A presidente do Sindicato dos Servidores Municipais de José de Freitas, Maria das Graças Santos, contou que a prefeitura não está pagando o piso salarial dos professores. “Se a prefeitura da cidade não pagar o que determina a lei, nós professores não iremos ministrar as aulas”, disse.

A dificuldade para a Prefeitura de José de Freitas conseguir pagar os salários dos professores pode ter uma explicação: o excesso de funcionários na folha de pagamento do município que conta com 740 servidores efetivos, 400 comissionados e prestadores de serviço. E para pagar tanta gente, o prefeito consome 56,7% da receita total e isso fere a lei de responsabilidade fiscal que estipula o limite de 54%.

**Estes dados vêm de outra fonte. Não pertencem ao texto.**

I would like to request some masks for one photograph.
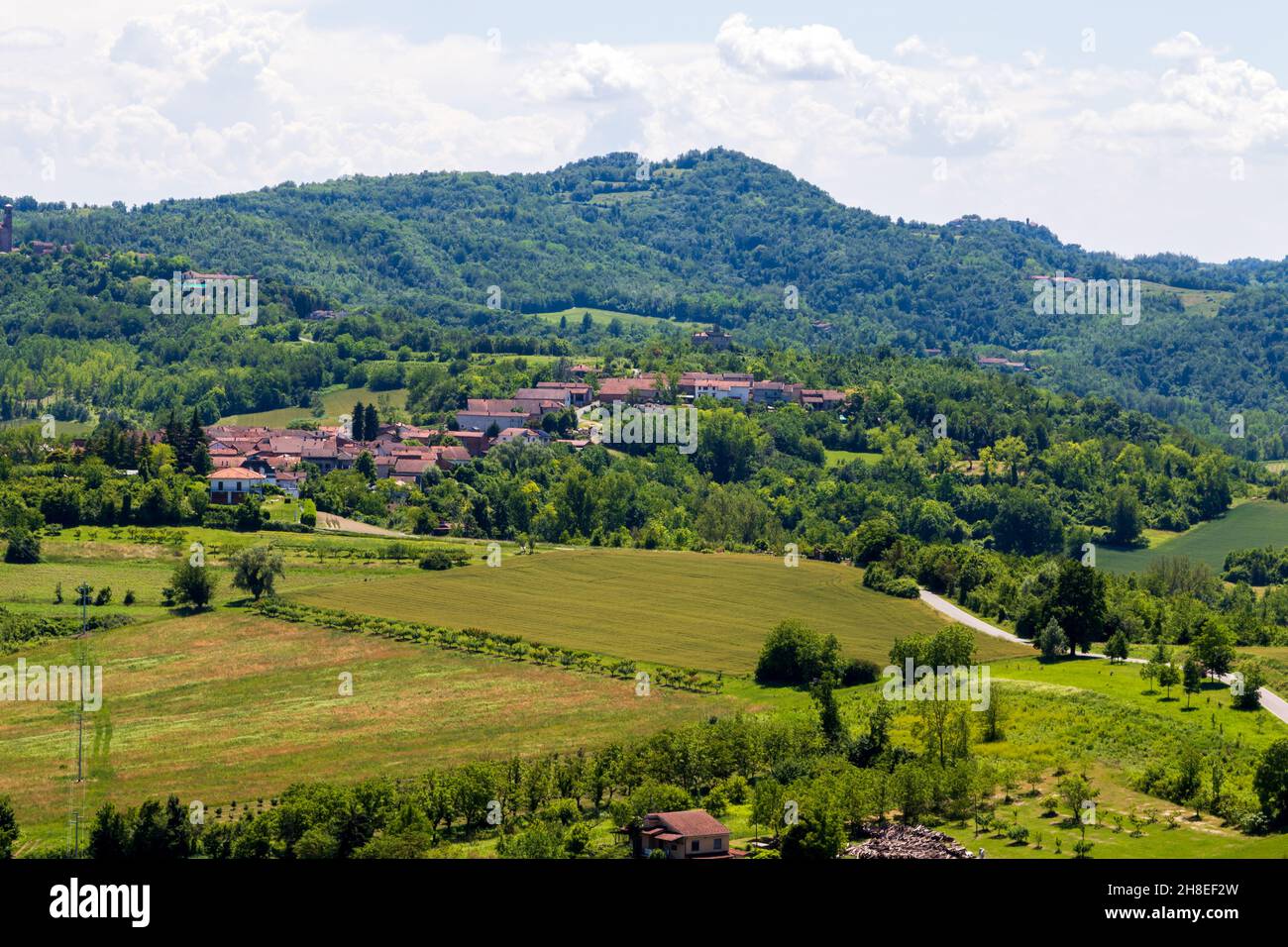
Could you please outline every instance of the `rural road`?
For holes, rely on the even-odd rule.
[[[933,591],[922,589],[921,600],[925,602],[931,608],[934,608],[940,615],[945,615],[953,621],[960,621],[966,627],[972,627],[981,634],[992,635],[993,638],[1001,638],[1003,642],[1012,642],[1015,644],[1027,644],[1029,647],[1033,647],[1033,642],[1029,642],[1024,638],[1018,638],[1016,635],[1012,635],[1010,631],[999,629],[997,625],[989,625],[983,618],[976,618],[970,612],[958,608],[948,599],[936,595]],[[1083,655],[1083,657],[1104,657],[1104,655]],[[1127,658],[1127,662],[1142,665],[1145,664],[1145,658],[1130,657]],[[1230,675],[1229,674],[1224,675],[1221,678],[1221,682],[1229,684]],[[1271,714],[1278,716],[1284,723],[1288,723],[1288,701],[1285,701],[1283,697],[1266,688],[1261,688],[1257,693],[1261,696],[1262,707],[1269,710]]]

O secretário Finanças de José de Freitas, Claúdio Silva, falou de cortes que já estariam sendo feitos.” Em dezembro fizemos uma exoneração de quase 500 funcionários e isso já ajusta as contas”, argumentou.

Carlos Yuri Araújo, conselheiro da Ordem dos Advogados no Piauí, explicou o que pode acontecer com o gestor que não cumprir a Lei de Responsabilidade Fiscal.” O gestor fica sujeito a não ter condições de contrair operações de crédito, além disso, ele pode perder a oportunidade de ser garantido em convênios com a União. E finalmente, a empresa inadimplente corre o risco de perder as transferências voluntárias feitas da União”, explicou o conselheiro.

O economista Felipe Mendes recomendou aos gestores a cortar os gastos para aplicar em setores mais necessitados pela população.